Here we’ll perform an independent two group t-test. The null hypothesis here would be that the mean of a continuous variable (in this case SickHome) does not differ between two groups (in this case, either Facebook and Twitter users or gif/jif pronouncers). There are other kinds of t-tests we won’t cover here, but note that they always deal with differences in means, and therefore require a continuous variable.

# independent 2-group t-test
x<-t.test(dem$SickHome~dem$PronGif) # where y is numeric and x is a binary categorical 
y<-t.test(dem$SickHome~dem$PrefSocial)
x
## 
##  Welch Two Sample t-test
## 
## data:  dem$SickHome by dem$PronGif
## t = -0.094184, df = 90.717, p-value = 0.9252
## alternative hypothesis: true difference in means is not equal to 0
## 95 percent confidence interval:
##  -10.540219   9.585973
## sample estimates:
## mean in group giant   mean in group gig 
##            43.91038            44.38750
y
## 
##  Welch Two Sample t-test
## 
## data:  dem$SickHome by dem$PrefSocial
## t = 1.6789, df = 64.679, p-value = 0.098
## alternative hypothesis: true difference in means is not equal to 0
## 95 percent confidence interval:
##  -1.750482 20.209073
## sample estimates:
## mean in group Facebook  mean in group Twitter 
##               51.63488               42.40559

The test for SickHome~PronGif has a very high p-value (p > 0.9), meaning there is over a 90% chance that our results come from a population where velar stop gif pronouncers are no more or less sick of being at home than affricate gif pronouncers.

The second test, for SickHome~PrefSocial, has a much lower p-value of 0.098, but this is still higher than the usual critical \(\alpha\) = 0.05. Looking at the mean in-group estimates for Facebook and Twitter at the bottom of the test output, we can see that Facebook users are slightly more sick (51.6) of being at home than Twitter users (42.4).

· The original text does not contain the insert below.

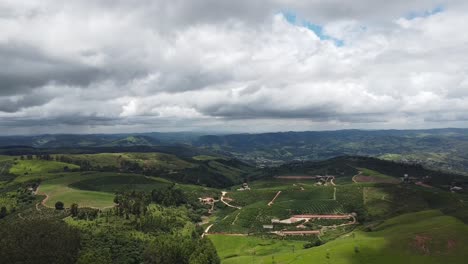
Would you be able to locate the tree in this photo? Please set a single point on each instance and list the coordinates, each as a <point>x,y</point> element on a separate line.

The p-value means that there is about a 10% chance we could have gotten this slight difference from a population where there is actually no difference at all, and usually researchers consider this chance to be too high, and so can’t reject the null hypothesis. However, some fields use an \(\alpha\) = 0.1, and others who did use \(\alpha\) = 0.05 might refer values of \(\alpha\) < 0.1 as “marginally significant”, meaning they are suggestive of support for the hypothesis, but inconclusive (further work is needed).

Something that requires caution is that we perhaps did a bit of digging here: if we test every categorical variable we can think of against SickHome (of course, we only had two) we’ll eventually find one that looks like it’s systematically different across groups. Remember that the p-value represents the probability that you would find the result you did given the null hypothesis is true, and the more you query the same data, the more likely you become to accidentally find support for your hypothesis even though the null hypothesis shouldn’t be rejected (i.e., you become more prone to Type I errors).